Anton Ambroziak è un astro nascente del giornalismo polacco. Nel 2018 i suoi articoli sulle ingiustizie sociali gli hanno permesso di vincere un premio di Amnesty international. Oltre a occuparsi di scuola, ha seguito l’evoluzione del femminismo polacco, le disuguaglianze economiche e gli scandali giudiziari del paese. Un suo articolo recente svela il progetto di costruire una baraccopoli di prefabbricati alla periferia di Varsavia dove mandare gli “abitanti problematici” della città.

Ambroziak, però, non è solo questo: è anche uno dei primi personaggi pubblici transgender della Polonia. Quando parla di sé usa i pronomi maschili e si definisce non binario. In un’intervista del luglio 2018 a Vogue Polonia ha raccontato la sua transizione, confessando le proprie paure e le speranze per le persone come lui. Oggi però preferirebbe essere riconosciuto più per il suo lavoro da giornalista che per la sua identità queer. “Ho già raccontato la mia storia”, sottolinea. “Se devo essere onesto non l’ho fatto nella speranza di far cambiare idea alla gente. L’ho fatto per il bene delle altre persone trans. Volevo che sentissero di non essere sole, di avere uno spazio all’interno del dibattito pubblico”.

La paura di Ambroziak è condivisa da molte persone della comunità trans che lavorano nel mondo delle arti in Polonia: non vogliono che sia considerato l’unico portavoce della loro comunità.

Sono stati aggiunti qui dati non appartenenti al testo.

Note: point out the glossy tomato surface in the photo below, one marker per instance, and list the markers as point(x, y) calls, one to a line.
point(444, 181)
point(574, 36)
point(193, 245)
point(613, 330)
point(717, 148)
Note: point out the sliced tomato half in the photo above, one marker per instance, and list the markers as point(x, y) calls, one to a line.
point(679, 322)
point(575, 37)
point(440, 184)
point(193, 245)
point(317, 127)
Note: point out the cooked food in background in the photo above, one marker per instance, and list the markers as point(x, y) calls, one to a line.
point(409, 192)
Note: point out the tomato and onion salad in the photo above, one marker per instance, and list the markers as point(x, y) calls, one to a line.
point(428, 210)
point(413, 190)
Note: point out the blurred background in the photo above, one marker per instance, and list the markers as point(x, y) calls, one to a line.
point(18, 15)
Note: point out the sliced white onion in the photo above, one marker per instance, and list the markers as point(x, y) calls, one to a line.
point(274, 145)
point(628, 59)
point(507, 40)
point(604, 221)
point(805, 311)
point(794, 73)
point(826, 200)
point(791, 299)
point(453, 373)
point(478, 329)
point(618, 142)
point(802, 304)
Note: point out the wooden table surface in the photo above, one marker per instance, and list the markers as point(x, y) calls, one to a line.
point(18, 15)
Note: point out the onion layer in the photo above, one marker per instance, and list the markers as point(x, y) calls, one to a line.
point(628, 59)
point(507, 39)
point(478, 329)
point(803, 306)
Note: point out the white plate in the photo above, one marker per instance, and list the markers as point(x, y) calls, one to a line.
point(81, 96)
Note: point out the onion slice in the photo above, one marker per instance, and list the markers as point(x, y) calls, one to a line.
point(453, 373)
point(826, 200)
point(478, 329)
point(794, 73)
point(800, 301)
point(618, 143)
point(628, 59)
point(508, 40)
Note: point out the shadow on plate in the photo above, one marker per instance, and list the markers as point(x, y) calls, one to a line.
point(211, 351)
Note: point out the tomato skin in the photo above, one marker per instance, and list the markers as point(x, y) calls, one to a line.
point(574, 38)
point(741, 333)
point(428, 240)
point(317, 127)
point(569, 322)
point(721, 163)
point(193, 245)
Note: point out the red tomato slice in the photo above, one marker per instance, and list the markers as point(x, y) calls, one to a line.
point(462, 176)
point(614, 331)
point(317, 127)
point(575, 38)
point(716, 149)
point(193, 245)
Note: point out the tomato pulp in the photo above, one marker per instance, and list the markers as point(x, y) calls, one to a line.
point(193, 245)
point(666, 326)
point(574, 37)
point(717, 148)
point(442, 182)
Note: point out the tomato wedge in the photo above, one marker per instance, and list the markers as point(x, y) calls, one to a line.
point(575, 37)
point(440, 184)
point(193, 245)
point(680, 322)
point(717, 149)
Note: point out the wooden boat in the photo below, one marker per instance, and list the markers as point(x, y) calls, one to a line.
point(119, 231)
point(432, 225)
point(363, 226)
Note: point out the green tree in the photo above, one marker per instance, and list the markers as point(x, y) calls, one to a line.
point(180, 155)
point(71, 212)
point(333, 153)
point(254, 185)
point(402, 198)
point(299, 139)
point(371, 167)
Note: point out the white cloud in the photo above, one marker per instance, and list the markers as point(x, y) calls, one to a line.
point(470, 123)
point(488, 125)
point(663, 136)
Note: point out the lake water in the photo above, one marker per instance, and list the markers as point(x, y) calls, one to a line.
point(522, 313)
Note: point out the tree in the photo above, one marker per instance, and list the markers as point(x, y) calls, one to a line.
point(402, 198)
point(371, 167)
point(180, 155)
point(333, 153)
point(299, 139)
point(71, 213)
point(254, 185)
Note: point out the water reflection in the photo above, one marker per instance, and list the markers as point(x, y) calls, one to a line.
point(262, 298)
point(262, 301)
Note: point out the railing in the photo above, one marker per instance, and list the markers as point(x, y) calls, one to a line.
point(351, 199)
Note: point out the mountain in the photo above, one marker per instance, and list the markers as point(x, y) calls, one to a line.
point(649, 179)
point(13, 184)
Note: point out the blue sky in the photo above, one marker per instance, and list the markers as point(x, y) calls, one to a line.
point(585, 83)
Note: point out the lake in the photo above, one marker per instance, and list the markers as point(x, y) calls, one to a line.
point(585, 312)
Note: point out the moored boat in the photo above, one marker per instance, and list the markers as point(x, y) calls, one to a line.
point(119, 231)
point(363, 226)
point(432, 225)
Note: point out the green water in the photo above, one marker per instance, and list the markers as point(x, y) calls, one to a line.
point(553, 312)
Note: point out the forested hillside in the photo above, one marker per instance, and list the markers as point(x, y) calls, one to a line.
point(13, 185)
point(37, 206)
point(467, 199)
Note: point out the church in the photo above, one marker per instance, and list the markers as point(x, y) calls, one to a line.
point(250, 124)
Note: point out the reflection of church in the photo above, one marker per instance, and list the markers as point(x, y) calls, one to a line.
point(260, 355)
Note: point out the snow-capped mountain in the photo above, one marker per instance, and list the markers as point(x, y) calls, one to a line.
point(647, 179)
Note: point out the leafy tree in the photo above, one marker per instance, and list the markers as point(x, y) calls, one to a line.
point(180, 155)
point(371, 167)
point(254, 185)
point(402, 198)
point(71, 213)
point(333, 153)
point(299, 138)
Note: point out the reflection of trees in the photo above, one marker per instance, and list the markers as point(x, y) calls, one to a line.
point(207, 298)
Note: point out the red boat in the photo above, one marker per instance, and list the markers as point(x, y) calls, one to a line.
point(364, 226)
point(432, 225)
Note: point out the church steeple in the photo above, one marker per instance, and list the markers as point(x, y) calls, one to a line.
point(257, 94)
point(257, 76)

Trovare un equilibrio è difficile. “Non voglio restare zitto sulle questioni che riguardano i diritti. E sono disposto a mettere in contatto i miei colleghi giornalisti con le persone trans che vogliono condividere la loro storia. Ma, personalmente, preferirei stare dall’altra parte della barricata: fare domande, ascoltare, indirizzare la conversazione. Voglio che il mio lavoro parli per sé”. Ambroziak cerca di analizzare i problemi dei giovani polacchi lgbt, dalla mancanza di aiuto psicologico alla campagna repressiva orchestrata dal governo. A settembre del 2020, dopo che un terzo dei comuni polacchi si era dichiarato “zona libera dall’ideologia lgbt”, i diplomatici di cinquanta paesi stranieri hanno invitato il governo guidato dal partito di destra Diritto e giustizia (Pis) a rispettare i diritti delle minoranze. A giugno dello stesso anno Przemysław Czarnek, ministro dell’istruzione e deputato di Diritto e giustizia, aveva dichiarato alla tv di stato che era “il momento di smettere di ascoltare tutte le fesserie sui diritti umani”, e che i polacchi che rifiutano l’eteronormatività non sono “uguali alle persone normali”.

Il suo obiettivo è spostare l’attenzione dai singoli individui alla comunità lgbt, con le sue esperienze e prospettive

Dalla parte degli adolescenti

Ambroziak in realtà non pensa di potersi definire un attivista. La sua è una resistenza silenziosa. Preferisce portare avanti quella che chiama una “guerriglia di sostegno” per gli adolescenti transgender, soprattutto quelli che vivono lontano dalle grandi città.

“Condividere le informazioni è fondamentale. I giovani spesso non conoscono i loro diritti”, spiega. “Per esempio gli insegnanti a volte sostengono che le regole scolastiche vietano a uno studente di scegliere se indentificarsi con i pronomi maschili o femminili, ma non è vero. Spesso indirizzo alcuni giovani trans alla Fundacja Trans-Fuzja, un’ong di Varsavia che offre supporto”. Parte del suo impegno è dedicato alle emergenze. “Per esempio se un adolescente trans è buttato fuori di casa, la nostra preoccupazione immediata è quella di trovargli un posto dove stare”.

Secondo Ambroziak internet ha creato nuove possibilità per i polacchi della generazione Z (ragazze e ragazzi nati tra il 1995 e il 2010) che si sentono lontani dalla narrazione dominante del “cattolico etero bianco”. Le comunità online hanno offerto solidarietà e assistenza, spesso aiutando le persone non binarie a trovare le parole per descrivere la loro esperienza.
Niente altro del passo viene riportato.